Tuesday, December 4, 2007

Goudge Inquiry: Would You Call This "Appropriate Objectivity?"

Earlier this week, Inquiry lawyer Mark Sandler asked former Chief Coroner Dr. James Young if he believed the Chief Coroner's office had showed "appropriate objectivity" when evaluating the information coming forth about Dr. Charles Smith.

Sandler then rephrased his question to ask if, given the state of Dr. Young's current knowledge, "the Office failed to see the alarm bells or red flags concerning Dr. Smith because it was so invested with Dr. Smith and the work that he was doing with the Coroner's Office?"

Dr. Young took umbrage with this suggestion and responded by pointing the finger at unnamed defence lawyers, police officers and crown attorneys who, he alleged, had failed to provide him with feedback about Smith from the courts.

Young particularly singled out the defence bar, saying: "We weren't hearing from the Defence Bar," Young said. "The Defence Bar were planning an ambush in a different way and that's fine...But you know, we weren't getting phone calls saying we want a review of Charles Smith; it didn't happen."

Earlier this week Dr Young testified that he found Smith's attitude at several meetings held to discuss his future in 2002, because, "at this point in time, he was -- had a reason for everything and the reason was always someone else not doing
something, or letting -- letting him down, or not."

With respect, in this Blogster's humble view, by blaming unnamed crown attorneys, police officers, and defence lawyers, for his failure to remove Dr. Smith from performing medico-legal autopsies at a much earlier time, Dr, Young was playing the same diversion game.

Indeed, the Inquiry heard evidence that as Dr. Smith was the subject of national television and print attention and a detailed complaint submitted to him - which he acknowledges that he read (except for passages which, without reading, he felt he should not have read) - back in 1991;

The alarm bells don't get much louder then that.

The reality is that if the Chief Coroner's office had not given Dr. Smith "carte blanche" over two decades - it would not have been necessary for his successor, Dr. Barry McLellan to order the independent review of forty-one of those cases with its disturbing results.

To accuse defence lawyers of creating an ambush - presumably by attempting to defend clients like Bill Mullins-Johnson, Brenda Waudby and Sharon's mother who were wrongfully accused of murder because of Dr. Smith's opinions - is a particularly low blow.

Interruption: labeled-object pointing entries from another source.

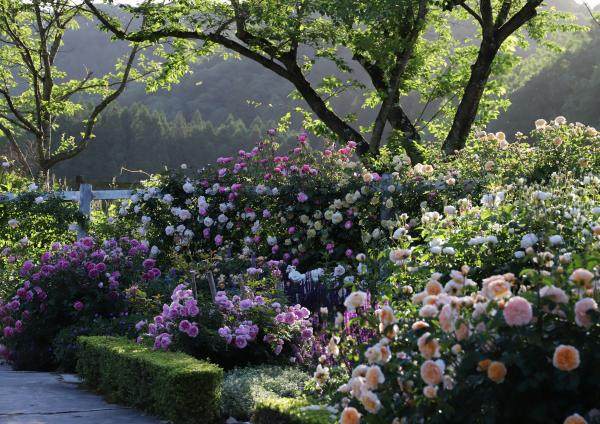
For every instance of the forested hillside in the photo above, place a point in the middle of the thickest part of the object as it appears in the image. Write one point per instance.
(225, 105)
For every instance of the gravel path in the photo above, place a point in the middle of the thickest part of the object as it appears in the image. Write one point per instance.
(47, 398)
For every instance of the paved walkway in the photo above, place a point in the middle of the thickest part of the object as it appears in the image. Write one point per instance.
(45, 398)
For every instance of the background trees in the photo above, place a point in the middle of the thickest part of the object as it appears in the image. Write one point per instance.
(404, 47)
(35, 93)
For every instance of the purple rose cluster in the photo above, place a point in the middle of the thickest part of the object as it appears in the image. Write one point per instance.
(82, 275)
(175, 317)
(280, 324)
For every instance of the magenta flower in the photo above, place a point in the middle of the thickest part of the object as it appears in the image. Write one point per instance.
(241, 342)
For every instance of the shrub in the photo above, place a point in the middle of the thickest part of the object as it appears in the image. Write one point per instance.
(65, 346)
(291, 411)
(485, 351)
(69, 285)
(171, 385)
(264, 328)
(243, 388)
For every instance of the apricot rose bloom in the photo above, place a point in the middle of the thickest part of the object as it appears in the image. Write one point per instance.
(350, 416)
(518, 312)
(582, 307)
(432, 372)
(581, 277)
(566, 358)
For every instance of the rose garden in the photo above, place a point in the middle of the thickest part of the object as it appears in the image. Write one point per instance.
(298, 282)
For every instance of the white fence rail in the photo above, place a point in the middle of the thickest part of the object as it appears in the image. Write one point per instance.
(84, 197)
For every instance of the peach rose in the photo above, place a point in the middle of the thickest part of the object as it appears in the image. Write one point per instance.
(566, 358)
(350, 416)
(430, 392)
(483, 365)
(517, 312)
(432, 372)
(582, 307)
(581, 277)
(433, 287)
(428, 346)
(419, 325)
(462, 332)
(370, 401)
(374, 377)
(496, 372)
(386, 315)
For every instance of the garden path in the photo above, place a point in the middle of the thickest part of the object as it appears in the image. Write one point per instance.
(47, 398)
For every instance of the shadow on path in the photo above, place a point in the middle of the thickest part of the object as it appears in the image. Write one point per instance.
(46, 398)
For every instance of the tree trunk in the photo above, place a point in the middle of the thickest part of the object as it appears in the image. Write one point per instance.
(469, 104)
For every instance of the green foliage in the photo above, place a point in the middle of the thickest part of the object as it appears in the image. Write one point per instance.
(136, 137)
(65, 348)
(291, 411)
(171, 385)
(245, 388)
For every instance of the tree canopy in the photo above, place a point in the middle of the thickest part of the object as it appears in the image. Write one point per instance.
(35, 93)
(405, 47)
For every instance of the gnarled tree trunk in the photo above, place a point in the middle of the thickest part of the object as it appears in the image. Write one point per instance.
(469, 104)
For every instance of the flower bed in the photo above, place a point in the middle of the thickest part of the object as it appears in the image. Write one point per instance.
(171, 385)
(81, 284)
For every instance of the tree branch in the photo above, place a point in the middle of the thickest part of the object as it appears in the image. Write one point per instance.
(526, 13)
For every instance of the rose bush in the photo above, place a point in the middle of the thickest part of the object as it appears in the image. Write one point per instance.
(71, 284)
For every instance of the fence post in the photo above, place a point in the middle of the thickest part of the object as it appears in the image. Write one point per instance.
(211, 285)
(85, 206)
(384, 213)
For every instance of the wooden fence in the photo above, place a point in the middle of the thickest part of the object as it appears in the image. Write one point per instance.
(84, 197)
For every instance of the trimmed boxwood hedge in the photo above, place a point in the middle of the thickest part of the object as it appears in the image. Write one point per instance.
(173, 386)
(289, 411)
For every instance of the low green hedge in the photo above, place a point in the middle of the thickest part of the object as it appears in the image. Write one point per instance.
(173, 386)
(290, 411)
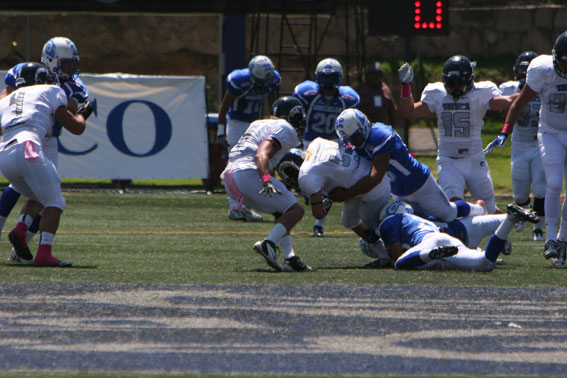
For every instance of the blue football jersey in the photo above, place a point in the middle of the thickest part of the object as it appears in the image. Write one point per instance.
(249, 98)
(74, 89)
(406, 173)
(408, 229)
(322, 112)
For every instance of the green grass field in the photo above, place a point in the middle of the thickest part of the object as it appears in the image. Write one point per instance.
(182, 238)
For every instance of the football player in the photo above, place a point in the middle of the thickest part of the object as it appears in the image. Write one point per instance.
(246, 91)
(61, 57)
(547, 77)
(410, 180)
(328, 165)
(460, 104)
(324, 100)
(416, 243)
(527, 169)
(248, 180)
(27, 115)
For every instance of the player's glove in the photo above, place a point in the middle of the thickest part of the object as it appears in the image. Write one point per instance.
(498, 142)
(269, 189)
(405, 73)
(327, 203)
(223, 143)
(86, 110)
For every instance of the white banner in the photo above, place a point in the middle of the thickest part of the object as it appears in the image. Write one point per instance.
(143, 127)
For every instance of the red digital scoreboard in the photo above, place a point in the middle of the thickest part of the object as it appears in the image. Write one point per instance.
(408, 17)
(430, 16)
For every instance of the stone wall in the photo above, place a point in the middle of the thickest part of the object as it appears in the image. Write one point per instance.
(189, 44)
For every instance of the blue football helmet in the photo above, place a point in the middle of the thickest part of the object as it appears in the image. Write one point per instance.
(352, 126)
(290, 109)
(560, 54)
(329, 73)
(458, 75)
(61, 56)
(261, 70)
(521, 66)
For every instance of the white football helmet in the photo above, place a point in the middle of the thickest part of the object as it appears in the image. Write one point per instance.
(61, 56)
(329, 73)
(395, 207)
(261, 70)
(352, 126)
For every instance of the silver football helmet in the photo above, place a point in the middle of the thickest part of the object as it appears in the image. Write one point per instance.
(61, 56)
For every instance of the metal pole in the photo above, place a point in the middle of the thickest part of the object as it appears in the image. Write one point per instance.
(28, 55)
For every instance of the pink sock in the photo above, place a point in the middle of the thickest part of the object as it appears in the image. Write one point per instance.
(21, 230)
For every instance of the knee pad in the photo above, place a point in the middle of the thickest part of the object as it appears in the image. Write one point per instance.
(539, 206)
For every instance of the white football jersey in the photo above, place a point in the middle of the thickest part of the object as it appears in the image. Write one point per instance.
(460, 121)
(552, 89)
(243, 154)
(525, 130)
(29, 112)
(328, 165)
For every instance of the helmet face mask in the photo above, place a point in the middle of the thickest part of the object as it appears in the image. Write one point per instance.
(458, 75)
(395, 207)
(33, 74)
(329, 74)
(560, 55)
(61, 57)
(261, 70)
(352, 127)
(290, 109)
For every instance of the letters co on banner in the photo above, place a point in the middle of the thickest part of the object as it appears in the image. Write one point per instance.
(143, 127)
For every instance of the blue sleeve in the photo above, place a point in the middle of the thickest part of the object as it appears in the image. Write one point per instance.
(276, 81)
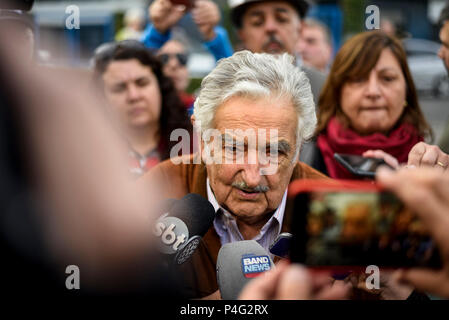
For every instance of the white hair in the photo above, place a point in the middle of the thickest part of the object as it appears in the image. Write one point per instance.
(257, 75)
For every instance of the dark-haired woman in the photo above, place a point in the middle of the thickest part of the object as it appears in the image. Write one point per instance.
(144, 101)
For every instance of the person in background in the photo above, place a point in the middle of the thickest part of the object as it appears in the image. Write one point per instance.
(206, 15)
(21, 38)
(174, 57)
(274, 27)
(134, 20)
(143, 101)
(315, 45)
(369, 102)
(425, 190)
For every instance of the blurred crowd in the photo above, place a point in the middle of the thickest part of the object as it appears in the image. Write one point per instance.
(102, 144)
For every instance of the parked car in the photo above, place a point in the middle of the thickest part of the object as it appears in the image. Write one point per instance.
(427, 68)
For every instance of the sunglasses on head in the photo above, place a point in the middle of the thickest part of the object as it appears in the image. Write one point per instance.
(181, 57)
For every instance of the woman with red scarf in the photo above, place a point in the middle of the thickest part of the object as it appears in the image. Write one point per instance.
(368, 103)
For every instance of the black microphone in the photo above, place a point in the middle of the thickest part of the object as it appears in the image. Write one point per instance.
(238, 263)
(180, 229)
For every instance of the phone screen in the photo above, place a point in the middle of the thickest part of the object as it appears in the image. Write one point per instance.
(187, 3)
(338, 229)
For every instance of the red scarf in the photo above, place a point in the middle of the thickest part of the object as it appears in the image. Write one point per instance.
(337, 139)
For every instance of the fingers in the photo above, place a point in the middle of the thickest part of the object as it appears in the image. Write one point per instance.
(415, 155)
(424, 190)
(436, 282)
(423, 154)
(205, 12)
(380, 154)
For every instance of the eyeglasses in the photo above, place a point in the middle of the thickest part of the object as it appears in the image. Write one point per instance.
(181, 57)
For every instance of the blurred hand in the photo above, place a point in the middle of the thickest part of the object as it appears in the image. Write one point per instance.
(164, 15)
(389, 286)
(423, 154)
(380, 154)
(292, 282)
(206, 15)
(426, 192)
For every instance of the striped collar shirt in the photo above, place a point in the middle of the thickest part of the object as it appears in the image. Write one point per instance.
(226, 226)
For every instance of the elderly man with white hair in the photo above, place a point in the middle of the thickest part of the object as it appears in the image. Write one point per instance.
(253, 112)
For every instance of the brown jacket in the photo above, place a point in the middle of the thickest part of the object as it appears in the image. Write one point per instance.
(175, 181)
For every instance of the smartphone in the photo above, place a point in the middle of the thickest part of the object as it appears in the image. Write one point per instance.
(347, 226)
(358, 165)
(281, 245)
(188, 3)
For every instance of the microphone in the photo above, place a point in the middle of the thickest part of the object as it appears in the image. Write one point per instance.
(180, 229)
(239, 262)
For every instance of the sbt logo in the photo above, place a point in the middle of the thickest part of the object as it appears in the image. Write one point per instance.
(254, 265)
(172, 232)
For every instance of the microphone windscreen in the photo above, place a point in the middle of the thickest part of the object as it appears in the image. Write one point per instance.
(238, 263)
(197, 213)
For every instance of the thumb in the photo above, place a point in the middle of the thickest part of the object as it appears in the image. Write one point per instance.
(295, 284)
(426, 280)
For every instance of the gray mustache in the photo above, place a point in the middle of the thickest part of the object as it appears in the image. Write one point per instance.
(243, 186)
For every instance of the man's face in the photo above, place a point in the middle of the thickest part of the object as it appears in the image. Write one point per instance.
(133, 91)
(315, 51)
(241, 187)
(270, 27)
(444, 50)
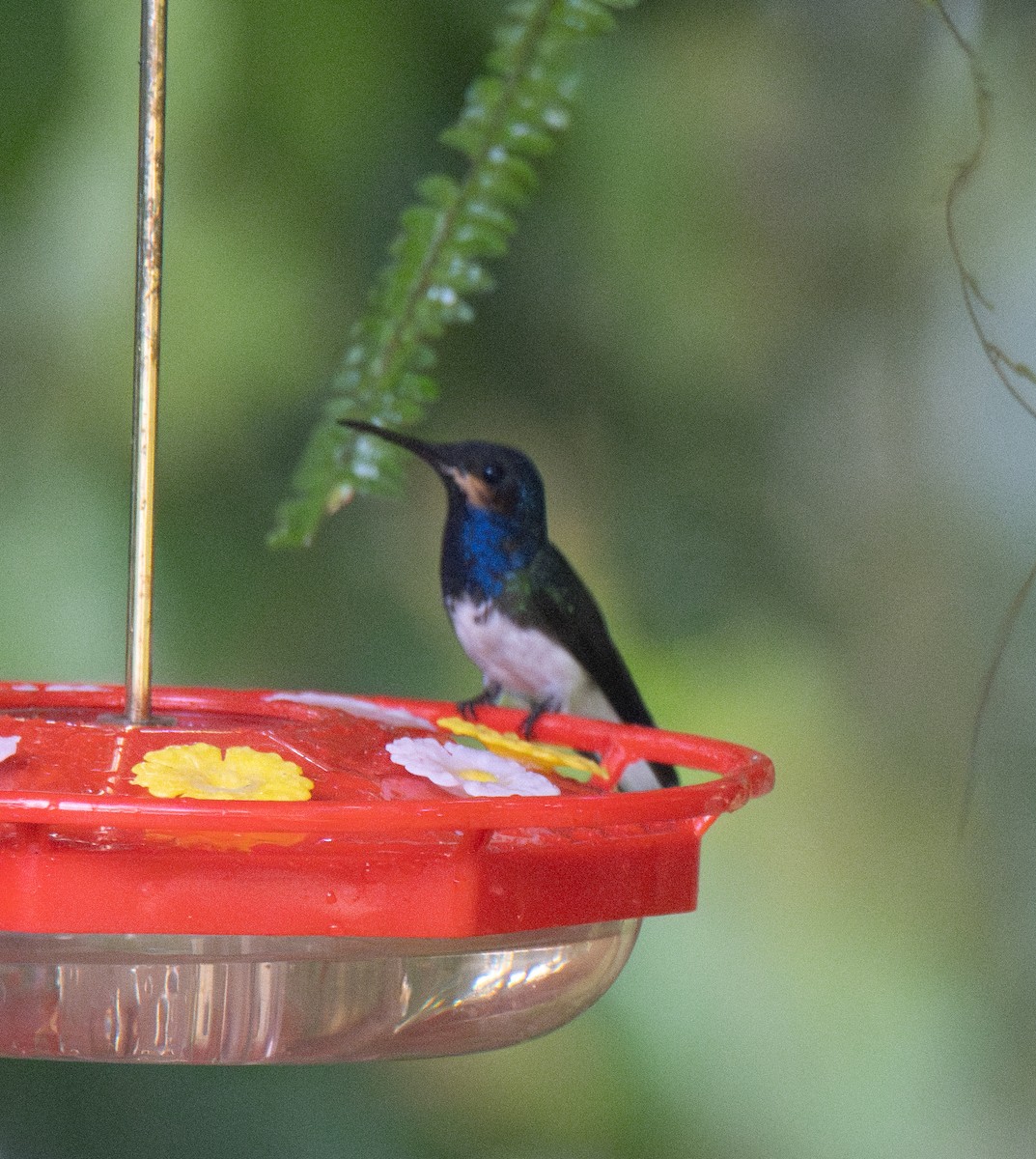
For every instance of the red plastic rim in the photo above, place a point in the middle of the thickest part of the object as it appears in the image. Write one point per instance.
(122, 862)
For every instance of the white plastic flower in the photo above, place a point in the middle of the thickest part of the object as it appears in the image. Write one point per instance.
(467, 771)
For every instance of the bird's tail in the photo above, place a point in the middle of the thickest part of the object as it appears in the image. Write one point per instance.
(642, 775)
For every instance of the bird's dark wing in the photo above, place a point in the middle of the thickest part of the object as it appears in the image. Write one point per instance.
(561, 603)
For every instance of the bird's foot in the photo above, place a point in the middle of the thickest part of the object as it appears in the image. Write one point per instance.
(488, 695)
(534, 714)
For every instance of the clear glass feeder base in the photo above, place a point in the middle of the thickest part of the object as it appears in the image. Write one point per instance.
(171, 998)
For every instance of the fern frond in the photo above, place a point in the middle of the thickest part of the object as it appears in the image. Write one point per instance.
(437, 265)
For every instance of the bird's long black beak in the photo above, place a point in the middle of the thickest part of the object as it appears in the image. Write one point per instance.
(427, 451)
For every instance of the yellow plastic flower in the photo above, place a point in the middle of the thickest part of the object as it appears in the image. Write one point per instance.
(547, 757)
(202, 771)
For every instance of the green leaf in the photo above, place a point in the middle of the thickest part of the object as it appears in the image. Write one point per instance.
(510, 120)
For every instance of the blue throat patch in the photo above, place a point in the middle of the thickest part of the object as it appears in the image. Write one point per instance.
(491, 551)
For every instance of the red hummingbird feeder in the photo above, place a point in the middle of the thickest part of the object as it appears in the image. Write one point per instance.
(214, 876)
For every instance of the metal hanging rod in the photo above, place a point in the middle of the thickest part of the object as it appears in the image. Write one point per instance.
(150, 174)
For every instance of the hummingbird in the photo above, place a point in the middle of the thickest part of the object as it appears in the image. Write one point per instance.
(519, 609)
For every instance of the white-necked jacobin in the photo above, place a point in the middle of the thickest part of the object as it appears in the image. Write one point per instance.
(519, 609)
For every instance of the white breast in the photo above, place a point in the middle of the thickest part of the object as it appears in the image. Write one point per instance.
(524, 662)
(533, 667)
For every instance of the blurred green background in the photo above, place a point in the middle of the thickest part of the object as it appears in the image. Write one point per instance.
(731, 336)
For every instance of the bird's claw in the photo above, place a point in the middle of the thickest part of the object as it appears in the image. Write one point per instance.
(534, 714)
(468, 708)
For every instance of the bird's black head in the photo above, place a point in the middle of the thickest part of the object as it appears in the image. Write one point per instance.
(481, 476)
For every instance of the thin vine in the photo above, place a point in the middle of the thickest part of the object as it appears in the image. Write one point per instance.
(1007, 369)
(511, 116)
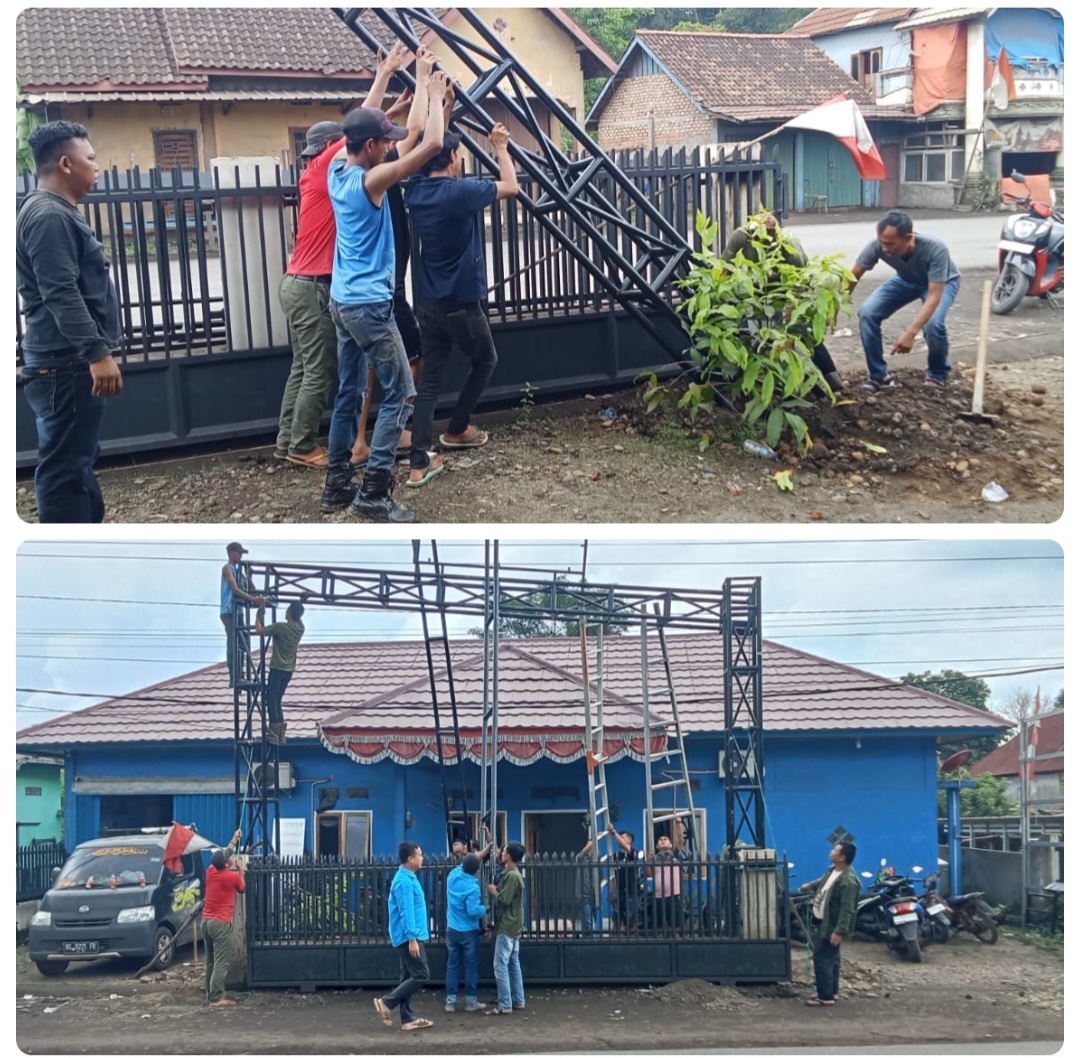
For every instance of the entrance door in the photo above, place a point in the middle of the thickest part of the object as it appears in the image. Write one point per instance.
(553, 907)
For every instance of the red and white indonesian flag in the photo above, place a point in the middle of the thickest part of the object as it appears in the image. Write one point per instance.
(840, 118)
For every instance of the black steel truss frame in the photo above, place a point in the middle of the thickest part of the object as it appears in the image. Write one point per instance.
(578, 194)
(453, 588)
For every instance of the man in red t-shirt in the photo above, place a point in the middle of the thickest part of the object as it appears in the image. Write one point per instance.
(220, 886)
(305, 289)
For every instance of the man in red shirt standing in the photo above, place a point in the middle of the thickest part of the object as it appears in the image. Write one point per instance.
(305, 289)
(220, 886)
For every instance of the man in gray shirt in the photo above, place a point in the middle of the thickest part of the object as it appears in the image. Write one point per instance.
(925, 271)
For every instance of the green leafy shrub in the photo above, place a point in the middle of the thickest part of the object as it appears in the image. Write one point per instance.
(754, 325)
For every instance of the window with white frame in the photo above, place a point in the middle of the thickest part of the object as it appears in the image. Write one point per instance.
(933, 156)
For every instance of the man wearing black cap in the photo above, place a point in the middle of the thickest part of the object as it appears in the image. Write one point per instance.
(234, 585)
(305, 289)
(362, 295)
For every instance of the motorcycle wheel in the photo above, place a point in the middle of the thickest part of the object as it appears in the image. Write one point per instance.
(1009, 290)
(984, 927)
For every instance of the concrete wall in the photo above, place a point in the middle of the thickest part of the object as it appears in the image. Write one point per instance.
(625, 124)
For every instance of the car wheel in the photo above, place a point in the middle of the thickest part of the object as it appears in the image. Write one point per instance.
(163, 948)
(50, 967)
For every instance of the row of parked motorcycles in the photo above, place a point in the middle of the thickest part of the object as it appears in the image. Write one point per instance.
(890, 909)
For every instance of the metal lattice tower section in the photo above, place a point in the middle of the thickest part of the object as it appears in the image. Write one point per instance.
(736, 611)
(586, 204)
(457, 818)
(743, 758)
(255, 758)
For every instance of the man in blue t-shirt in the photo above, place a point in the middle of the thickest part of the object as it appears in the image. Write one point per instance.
(362, 298)
(447, 213)
(925, 271)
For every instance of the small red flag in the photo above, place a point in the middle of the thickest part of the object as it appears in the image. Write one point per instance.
(179, 838)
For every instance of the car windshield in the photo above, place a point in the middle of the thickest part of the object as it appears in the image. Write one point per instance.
(112, 866)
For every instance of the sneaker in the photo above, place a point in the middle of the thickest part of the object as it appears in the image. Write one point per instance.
(873, 385)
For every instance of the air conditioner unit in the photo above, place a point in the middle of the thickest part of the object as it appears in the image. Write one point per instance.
(748, 775)
(286, 775)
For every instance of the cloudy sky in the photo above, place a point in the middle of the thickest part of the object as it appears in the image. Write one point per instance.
(94, 620)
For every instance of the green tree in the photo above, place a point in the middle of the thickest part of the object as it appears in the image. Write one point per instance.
(959, 687)
(988, 797)
(517, 621)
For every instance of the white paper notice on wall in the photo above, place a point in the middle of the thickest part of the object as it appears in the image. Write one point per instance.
(292, 838)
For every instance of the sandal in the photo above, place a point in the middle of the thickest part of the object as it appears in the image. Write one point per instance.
(475, 438)
(432, 471)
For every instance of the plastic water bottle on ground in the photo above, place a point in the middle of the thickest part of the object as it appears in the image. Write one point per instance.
(758, 448)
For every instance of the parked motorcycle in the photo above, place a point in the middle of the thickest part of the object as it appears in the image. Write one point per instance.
(1030, 254)
(967, 913)
(890, 910)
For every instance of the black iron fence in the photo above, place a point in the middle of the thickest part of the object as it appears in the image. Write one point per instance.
(197, 258)
(325, 921)
(34, 869)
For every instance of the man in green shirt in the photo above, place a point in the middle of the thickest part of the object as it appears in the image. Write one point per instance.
(285, 636)
(509, 923)
(836, 897)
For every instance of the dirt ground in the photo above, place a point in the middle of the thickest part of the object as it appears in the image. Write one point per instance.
(566, 463)
(962, 992)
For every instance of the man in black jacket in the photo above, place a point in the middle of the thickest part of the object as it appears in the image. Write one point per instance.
(72, 323)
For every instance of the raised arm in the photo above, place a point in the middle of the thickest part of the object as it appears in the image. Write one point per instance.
(383, 176)
(505, 187)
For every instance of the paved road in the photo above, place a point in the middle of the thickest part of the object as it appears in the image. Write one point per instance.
(972, 239)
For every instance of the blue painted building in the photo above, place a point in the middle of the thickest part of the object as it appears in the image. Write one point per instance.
(844, 749)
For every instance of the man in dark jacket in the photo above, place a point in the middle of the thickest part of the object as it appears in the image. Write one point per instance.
(836, 897)
(72, 323)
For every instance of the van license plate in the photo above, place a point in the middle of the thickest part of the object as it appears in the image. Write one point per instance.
(80, 947)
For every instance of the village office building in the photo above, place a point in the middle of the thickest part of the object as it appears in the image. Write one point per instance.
(845, 750)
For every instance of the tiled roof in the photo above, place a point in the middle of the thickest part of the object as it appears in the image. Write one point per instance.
(383, 687)
(112, 46)
(937, 16)
(752, 70)
(1004, 760)
(836, 19)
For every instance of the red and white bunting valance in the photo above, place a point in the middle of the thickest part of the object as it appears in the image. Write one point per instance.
(521, 748)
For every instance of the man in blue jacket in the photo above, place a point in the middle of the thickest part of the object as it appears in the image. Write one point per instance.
(464, 919)
(408, 930)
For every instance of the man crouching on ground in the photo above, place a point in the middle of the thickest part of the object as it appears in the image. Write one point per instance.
(362, 301)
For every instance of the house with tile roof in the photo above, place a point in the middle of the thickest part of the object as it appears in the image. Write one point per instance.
(939, 64)
(1049, 782)
(682, 89)
(361, 771)
(164, 86)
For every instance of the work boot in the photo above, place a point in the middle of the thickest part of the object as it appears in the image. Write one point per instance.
(339, 490)
(373, 500)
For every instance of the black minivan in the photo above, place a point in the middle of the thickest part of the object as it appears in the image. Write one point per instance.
(115, 898)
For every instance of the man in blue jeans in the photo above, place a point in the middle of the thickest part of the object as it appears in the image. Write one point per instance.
(362, 300)
(925, 272)
(72, 323)
(464, 919)
(509, 923)
(447, 213)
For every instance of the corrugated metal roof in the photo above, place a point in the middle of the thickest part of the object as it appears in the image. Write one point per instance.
(724, 71)
(826, 21)
(383, 687)
(936, 16)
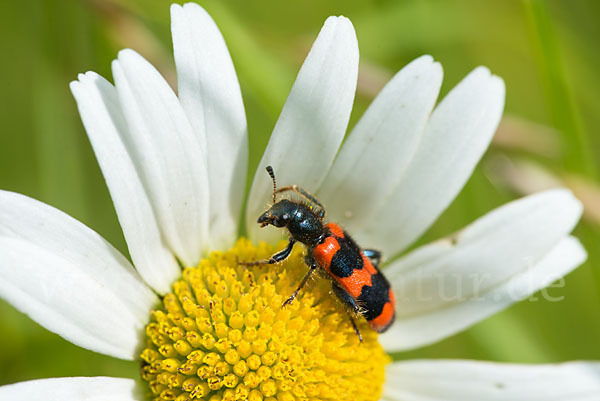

There was no financial gain to be had in defending Dr. Smith's victims who were mainly poor and marginalized - and had nowhere near the resources of the state that was prosecuting him with their infallible expert witness

To blame prosecutors who were desperately waiting for Dr. Smith's reports - because no one in the Chief Coroner's office was ensuring that he deliver them on time - is equally unfair.

Police officers can rightfully be disturbed by Dr. Young's allegation that they were somehow at fault; They relied on the Chief Coroner's Office to supervise Dr. Smith and were terribly let down.

The evidence called at the Inquiry to date convinces me that the Office of the Chief Coroner was so much in the grip of Dr. Smith that it took a hands off attitude in spite of a litany of long overdue reports that had to be subpoenaed, failure to respond to phone calls from police officers and prosecutors, loss of key forensic exhibits and worrisome court decisions.

Is that what you would call "appropriate objectivity"?